The other day, G and I found ourselves stuck at home with both twins napping – a truly rare event these days – and I needed a quiet activity that would keep him occupied for a while without waking anyone up. My eye landed on one of the Peanuts story/coloring books that the Easter Bunny brought in their baskets, and on a whim I said “Hey, do you want to learn how to draw Snoopy?”
His eyes lit up instantly, and he scrambled to get some paper while I did a quick Google search and checked out some step-by-step tutorials on how to draw Snoopy. I’d never looked before, but man, the web is FULL of these, and it took a little bit of clicking around to find something that broke the process down into enough easy steps for a nearly-5 year old to follow. I decided that kendall jenner dating history was the best, which I found on http://rocketmommy.com/dating-slump-meaning/.
We went through the steps slowly, me working on my own paper and him working on his. I was so impressed with how hard he worked to try and get the shapes right! I offered some help here and there by tracing on his paper with my finger to show him where a line should go every now and then, but I tried to keep everything else to verbal directions and kept my inner control freak from grabbing the pencil and trying to fix things.
It was so much fun! G was so thrilled that his drawing actually looked like Snoopy. As soon as we were finished, he immediately wanted to find a Woodstock tutorial too. The aforementioned site has a ton of characters, but they didn’t have Woodstock, so I deus ex human revolution dating service instead.

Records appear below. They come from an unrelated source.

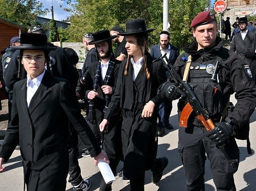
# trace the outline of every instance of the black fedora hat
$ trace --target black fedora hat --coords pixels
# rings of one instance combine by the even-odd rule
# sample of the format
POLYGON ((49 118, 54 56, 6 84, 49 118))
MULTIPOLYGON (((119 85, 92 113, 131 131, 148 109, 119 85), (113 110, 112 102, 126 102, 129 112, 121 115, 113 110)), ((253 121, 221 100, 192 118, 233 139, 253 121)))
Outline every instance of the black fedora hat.
POLYGON ((247 22, 248 21, 250 21, 247 20, 247 17, 241 17, 238 20, 238 23, 247 23, 247 22))
POLYGON ((147 29, 145 21, 141 19, 131 19, 125 23, 126 31, 120 33, 121 36, 129 36, 142 33, 150 33, 154 29, 147 29))
POLYGON ((105 41, 108 41, 117 37, 117 35, 111 36, 110 31, 108 30, 104 30, 103 31, 97 32, 95 33, 93 33, 92 35, 94 37, 94 40, 89 42, 88 43, 89 45, 95 44, 105 41))
POLYGON ((40 50, 50 51, 56 47, 50 46, 47 42, 47 36, 42 34, 23 33, 20 36, 20 45, 10 47, 14 49, 40 50))

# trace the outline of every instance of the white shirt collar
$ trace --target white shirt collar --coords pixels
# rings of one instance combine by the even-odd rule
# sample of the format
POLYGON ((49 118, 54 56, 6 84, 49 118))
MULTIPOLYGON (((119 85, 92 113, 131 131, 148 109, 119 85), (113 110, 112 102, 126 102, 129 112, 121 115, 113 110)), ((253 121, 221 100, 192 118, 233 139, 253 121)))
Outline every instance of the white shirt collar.
POLYGON ((137 62, 136 62, 136 63, 134 62, 134 60, 133 60, 133 57, 131 57, 131 62, 132 63, 132 64, 133 65, 134 65, 134 64, 137 64, 137 65, 140 64, 140 65, 142 65, 143 62, 143 57, 141 57, 140 59, 139 59, 138 60, 137 60, 137 62))
POLYGON ((101 67, 101 68, 103 67, 108 67, 108 66, 109 66, 109 64, 110 63, 110 59, 109 60, 108 60, 108 62, 107 62, 105 63, 104 63, 103 62, 103 61, 101 60, 100 60, 100 67, 101 67))
POLYGON ((30 79, 27 76, 27 87, 28 87, 30 81, 33 81, 34 83, 36 85, 36 86, 39 86, 40 85, 40 84, 41 83, 41 82, 42 81, 42 78, 43 76, 44 75, 44 73, 45 73, 45 69, 43 70, 43 72, 37 76, 36 77, 35 77, 34 79, 30 79))
POLYGON ((240 31, 240 32, 241 33, 241 34, 246 34, 248 32, 248 29, 246 29, 246 30, 245 31, 244 31, 243 33, 242 32, 242 31, 240 31))
POLYGON ((168 45, 168 48, 167 48, 166 50, 163 50, 163 48, 162 48, 162 46, 161 46, 161 45, 160 45, 160 50, 163 50, 163 51, 167 51, 170 49, 171 49, 171 46, 170 45, 170 44, 168 45))

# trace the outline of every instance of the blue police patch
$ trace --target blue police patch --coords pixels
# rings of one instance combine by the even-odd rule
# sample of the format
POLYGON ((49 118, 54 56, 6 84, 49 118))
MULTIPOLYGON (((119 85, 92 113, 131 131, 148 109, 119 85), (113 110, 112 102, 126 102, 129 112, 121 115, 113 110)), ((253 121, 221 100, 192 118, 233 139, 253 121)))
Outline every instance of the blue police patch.
POLYGON ((244 65, 243 66, 243 69, 244 69, 244 71, 248 75, 248 76, 252 78, 252 73, 251 73, 251 71, 250 70, 250 67, 248 65, 244 65))

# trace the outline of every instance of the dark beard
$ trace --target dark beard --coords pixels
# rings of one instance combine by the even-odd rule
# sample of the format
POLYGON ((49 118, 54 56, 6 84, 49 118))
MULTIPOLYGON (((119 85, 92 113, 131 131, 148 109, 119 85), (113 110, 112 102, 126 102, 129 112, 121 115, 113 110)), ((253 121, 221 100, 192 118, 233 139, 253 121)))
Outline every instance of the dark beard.
POLYGON ((112 51, 110 50, 110 48, 109 48, 109 50, 106 52, 106 54, 104 56, 101 56, 100 58, 103 59, 109 58, 111 56, 112 54, 112 51))
POLYGON ((169 44, 167 44, 166 45, 161 45, 162 49, 163 50, 166 50, 168 49, 169 44))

Of course, once we’d done Snoopy and Woodstock, he wanted to do ALL the Peanuts characters. Whew. We found Charlie Brown, then had to go with slightly more difficult Wikihow tutorials for Linus and Peppermint Patty
And at that point the twins woke up, and I needed to go deal with their crankiness, so I figured we were done. Well, G wasn’t ready to hang it up yet, and he started clicking through the site and finding more and more characters that he wanted to try and draw. And since I wasn’t there to help him, he decided to do it ALL BY HIMSELF.
And then he tried to tackle Wall-E.
Now, obviously they’re not perfect, but this is kind of huge for a kid who had some pretty delayed fine motor skills and still draws people with a giant box for a body. And for him to do this all by himself, with zero input or attention from me, is truly amazing in my mind.
So for the past week, all he’s wanted to do in his free time is “draw more tutorials.” Like, to the point where I’ve had to restrict how many he can do because we’re running out of paper! These are just a handful of the best ones that he’s done since we started – all done entirely independently, just him and the ipad and the Easy Drawing Tutorials website.
He’s tried Baymax.
And Mike Wazowski.
He drew Peter Pan, his best preschool friend’s favorite character.
And Mickey Mouse
He even insisted on doing a few drawings when he was over at Grandma and Grandpa’s house, and he drew this Goofy for Grandpa.
And he did The Cheshire Cat for me (my favorite!)
I will concede that G is a bit of an unusual kid in that he’s a very advanced reader for his age, and I don’t know that there are a ton of not-yet-5 year olds out there who can read the directions for a drawing tutorial like this. However, the pictures are laid out pretty clearly, so you don’t necessarily have to read to follow the steps.
I’m aware, also, that there’s sort of a big ideological debate out there about whether something like a step-by-step tutorial enhances or hinders a kid’s ability to think artistically and creatively. I follow The Artful Parent on Facebook (and you should too, because she’s amazing – SO MANY GREAT IDEAS!), and while I don’t read through every single post that pops up in my feed, I happened to catch this one a while back and it grabbed my attention: Drawing with Kids Using the Monart Method. I took art lessons for many years as a child, and some of my earliest drawing lessons were from a studio that taught using the Monart method. I learned how to draw things in a step-by-step way, breaking things down into smaller shapes, using guidelines to place facial features, etc. And I LOVED it. To this day, I still love drawing, and I don’t think that having a framework and a structure early in my artistic endeavors has hindered my creativity at all – much the opposite, in fact. And I fully believe that this wouldn’t be a good fit for every kid, but it’s right up G’s alley. He has always been someone who needed to be taught specific ways to play with things; he’s great with board games, activities with clear directions, things he can repeat to get the same result. Having seen how this spur-of-the-moment activity captivated him, I’m definitely going to get the Monart book and see where that leads us.
I’ve added our favorite tutorials to a Pinterest board, but if you want to try this with your kids, I’d recommend just going to the Easy Drawing Tutorials homepage and checking out the characters they have available.
And no, Easy Drawing Tutorials isn’t paying me to say any of this (they don’t even know who I am!). I am just really impressed with their site and super grateful for all the free quiet time they’ve given me this week!